The Female Experience
Joan Snyder, Blain|Southern, London

Very few people have had the ability to have lasting career as an artist, and if you’re a woman, it only becomes more difficult. Joan Snyder is one of the few who have managed to not only survive in the art world, but thrive and advocate for other female artists. Her latest exhibition of new work, called Rosebuds & Rivers, at Blain|Southern in London is a continuation of her finely tuned vocabulary created through a feminine lens.
In the 1960s, Snyder was making beautiful abstract paintings, usually based on grids. However, they followed a very well-trodden (and male dominated) style of work. Eventually, Snyder joined the surge of second-wave feminism in the 1970s, and her paintings departed into much different territory. Up until that point, rarely were traditionally feminine styles, colors, and gestures ever positively received in visual art. Symbolism and narrative was also no longer en vogue in the 1970s, when Minimalism, Post-Minimalism, and Conceptualism reigned supreme. For over forty years, Snyder has since developed and honed her craft, which includes allusions to bodies, a vibrant color palette, and inspirations deriving from myth and religion.

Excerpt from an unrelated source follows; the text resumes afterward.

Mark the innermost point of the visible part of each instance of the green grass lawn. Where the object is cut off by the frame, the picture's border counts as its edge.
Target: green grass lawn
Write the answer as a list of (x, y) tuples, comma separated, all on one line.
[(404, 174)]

In some ways, Snyder embraced what was considered negative and was able to change people’s views of the female experience and feminine imagery. Her new paintings at Blain|Southern are a prime example of this at play. The colors are vibrant and warm: yellow, orange, pinks and purples. Many of the paintings reference flowers (and even include dried bits of wood and other flora,) the ancient Roman myth that revolve around female goddesses, and one work was even named Amor Matris, meaning in Latin “a mother’s love.” The results are messy, energetic, and beautiful, and it is wonderful to see an artist late in her career get the recognition she absolutely deserves.